I will explain this with a scenario: Open www.gmail.com and click on “Create Account” link. This is how this statement will look.
Browser("Gmail: Email from Google").Page("Gmail: Email from Google").Link("Create an account").Click
If I need to check if the link exists at all, before I write the code to click on it, I will need a step before the above statement. This is how I do it:
Step # 1) Select the place where you need the step inserted.
a) Expert view: Place the cursor where you want the step to go and launch step generator.
b) Keyword view: Select the step below which you want to insert the step.
c) Active screen: In the active screen window, right click and choose the step generator option. It will ask you to choose the object on which your step should be based on. Following that the step generator window is launched.
Step #2) This is the step generator window that gets launched. Please note the details that it is displaying now. It is showing all the details related to the step that is currently chosen. We can choose the required values for the new step but that does not affect the current step.
I am going to set the values as required by me to enable checking if the link exists.

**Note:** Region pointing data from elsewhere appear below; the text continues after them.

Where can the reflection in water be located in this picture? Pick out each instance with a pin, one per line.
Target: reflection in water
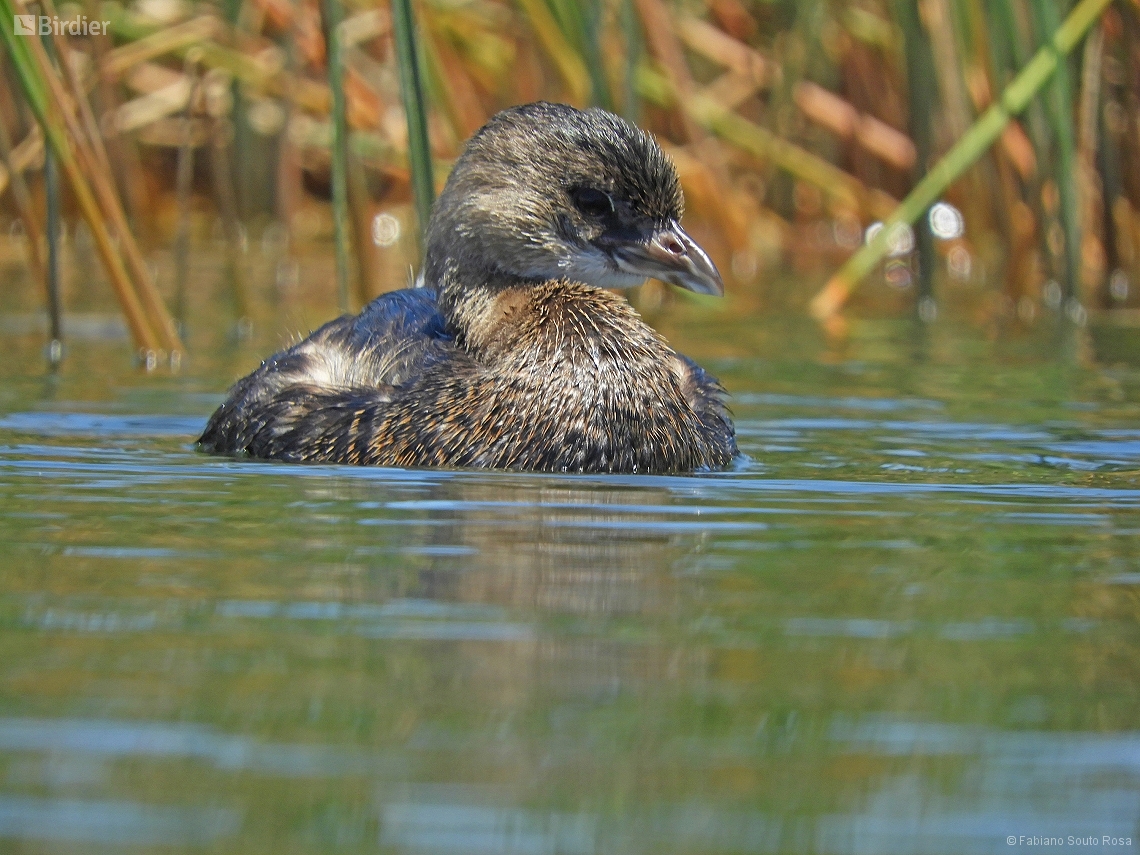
(906, 626)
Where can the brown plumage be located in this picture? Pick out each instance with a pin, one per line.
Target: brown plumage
(512, 355)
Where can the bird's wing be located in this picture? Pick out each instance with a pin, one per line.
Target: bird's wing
(343, 365)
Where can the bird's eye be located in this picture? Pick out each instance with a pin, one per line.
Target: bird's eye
(592, 203)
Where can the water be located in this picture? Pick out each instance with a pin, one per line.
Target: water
(908, 624)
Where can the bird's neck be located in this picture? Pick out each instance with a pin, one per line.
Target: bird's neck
(471, 298)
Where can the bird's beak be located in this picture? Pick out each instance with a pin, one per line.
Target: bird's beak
(672, 255)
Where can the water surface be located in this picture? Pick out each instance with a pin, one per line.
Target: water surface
(908, 623)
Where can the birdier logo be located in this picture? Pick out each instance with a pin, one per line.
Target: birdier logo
(54, 25)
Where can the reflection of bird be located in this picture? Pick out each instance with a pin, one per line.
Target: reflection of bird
(512, 356)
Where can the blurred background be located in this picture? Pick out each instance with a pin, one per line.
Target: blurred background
(228, 164)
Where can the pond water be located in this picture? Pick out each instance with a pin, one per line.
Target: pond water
(906, 624)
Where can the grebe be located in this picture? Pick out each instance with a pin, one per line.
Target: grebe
(511, 355)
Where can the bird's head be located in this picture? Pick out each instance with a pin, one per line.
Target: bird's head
(547, 192)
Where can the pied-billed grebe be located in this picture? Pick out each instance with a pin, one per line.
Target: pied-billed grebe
(511, 355)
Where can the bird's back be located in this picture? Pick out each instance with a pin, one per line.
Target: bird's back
(389, 344)
(572, 382)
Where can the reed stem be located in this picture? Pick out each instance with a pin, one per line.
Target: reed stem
(332, 14)
(415, 108)
(985, 131)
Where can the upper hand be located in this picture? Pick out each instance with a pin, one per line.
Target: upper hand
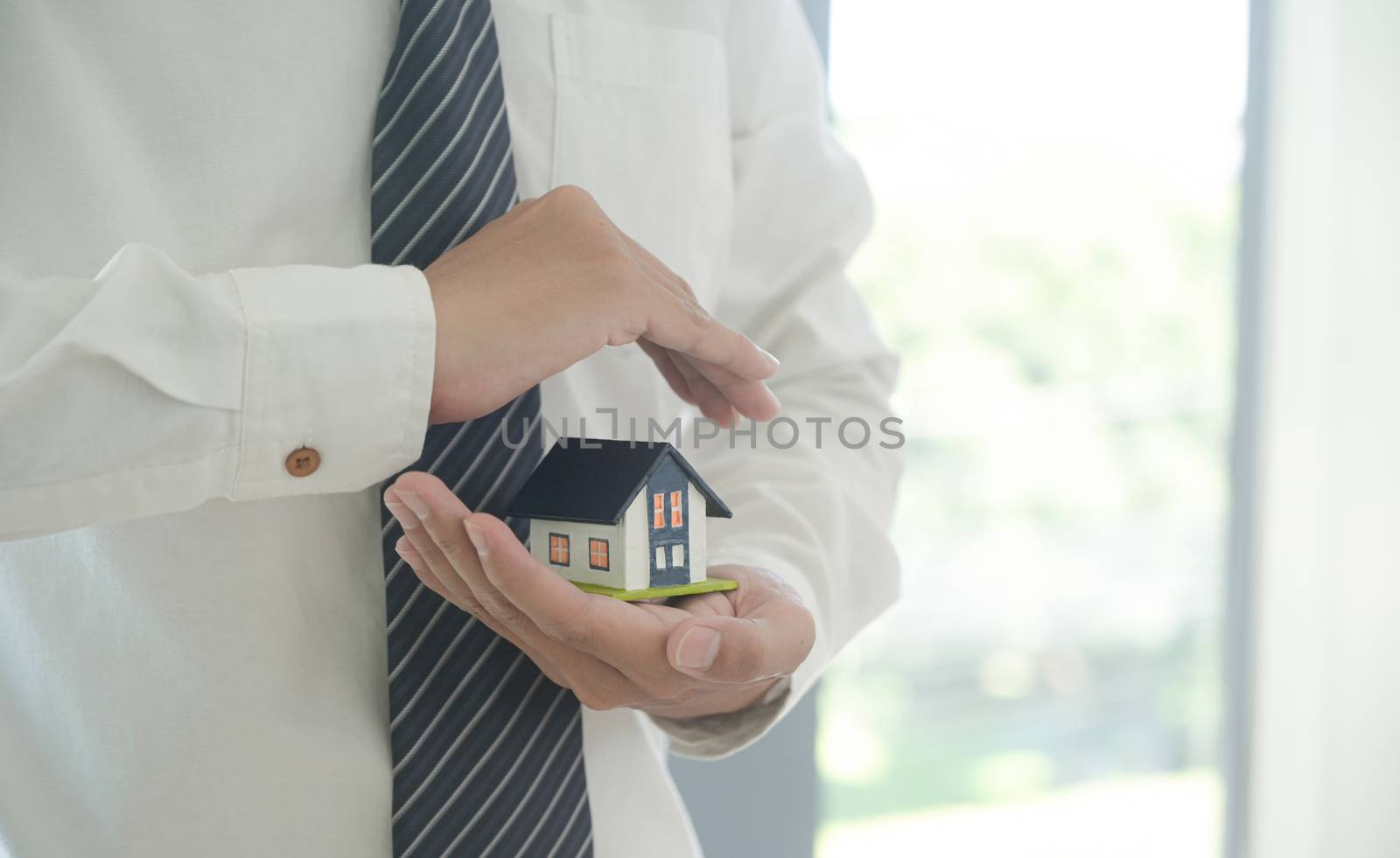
(699, 655)
(552, 282)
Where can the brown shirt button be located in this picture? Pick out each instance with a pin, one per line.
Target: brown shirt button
(303, 462)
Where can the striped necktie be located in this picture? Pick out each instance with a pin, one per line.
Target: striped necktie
(487, 752)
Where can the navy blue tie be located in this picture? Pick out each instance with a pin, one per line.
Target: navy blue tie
(487, 752)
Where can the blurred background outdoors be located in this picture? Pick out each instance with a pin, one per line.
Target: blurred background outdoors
(1054, 255)
(1057, 193)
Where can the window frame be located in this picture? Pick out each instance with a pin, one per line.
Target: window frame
(594, 542)
(559, 548)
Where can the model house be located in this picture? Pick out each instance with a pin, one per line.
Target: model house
(620, 518)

As you can see, I chose a Test Object, Create an account link and chose the operation Exist. I left the arguments empty because it is optional and chose that the return value of the operation is stored in a variable var_Exist. It displays the VB Script statement, as it is going to appear in the Expert view in the “Generated Step” field. In other words, the syntax.
Step #3) The drop down where I chose a test object, I can alternately choose to base my step on a utility object or Functions.
Step #4) Object: this field contains a list of required object or the function library source.
Step #5) Operation field will let you choose the appropriate method, property or function.
Step #6) Arguments and Return value: These fields are self-explanatory. The user could parametewise the arguments or provide constant values.
Step #7) The user can just insert one statement or choose to follow it with another one by checking the “Insert another step” option ON.
Step #8) So, back to our example. I will click OK. This is the statement that gets inserted.
var_Exist = Browser("Gmail: Email from Google").Page("Gmail: Email from Google").Link("Create an account").Exist Browser("Gmail: Email from Google").Page("Gmail: Email from Google").Link("Create an account").Click
We have so far encountered in various places of your articles, some references to checkpoints. There are many ways to define what a checkpoint is, this is mine –“It is a logical point in your test where you are trying to establish if there is a match between a certain expected value to the actual value as it exists on the AUT”.
We have talked earlier; QTP provides certain inbuilt checkpoints but does not limit the user to just those. At any point in a test, the tester is free to build any number of checkpoints in this test to include verification points. That according to me is one of the most versatile features in QTP.
It is obvious that custom checkpoints are entirely relative to each one’s problem at hand. We will equip ourselves with basic concepts on the checkpoints that come as an integral part of QTP.
1) When a checkpoint is added, QTP adds a “Check CheckPoint” in the Expert view and a corresponding row in the keyword view.
Browser("Gmail: Email from Google").Page("Gmail: Email from Google").Check CheckPoint("Gmail: Email from Google")
2) The user can have the checkpoint statement return a boolean value that depicts the result of the checkpoint. If it passed, it returns a 1 and 0 if failed. To be able to that, we need to use parentheses around the checkpoint argument in the statement in the Expert View.
i=Browser("Gmail: Email from Google").Page("Gmail: Email from Google").Check(CheckPoint("Gmail: Email from Google"))
3) By default, the name of the checkpoint will be the name of the object on which this check is performed.
4) The user can accept this name or change it
5) When the test runs, if the expected value matches with the actual one for the checkpoint, the checkpoint passes otherwise it fails.
6) The results can be viewed in the Run Results Viewer.
There are 10 checkpoints that QTP provides to its users:
The general way a checkpoint is inserted is after the initial test steps are created. It is possible to add checkpoints during recording or editing though.
It is recommended that the tester has preliminary knowledge about all the checkpoints in order to make the right judgment about what checkpoint is apt for the task at hand.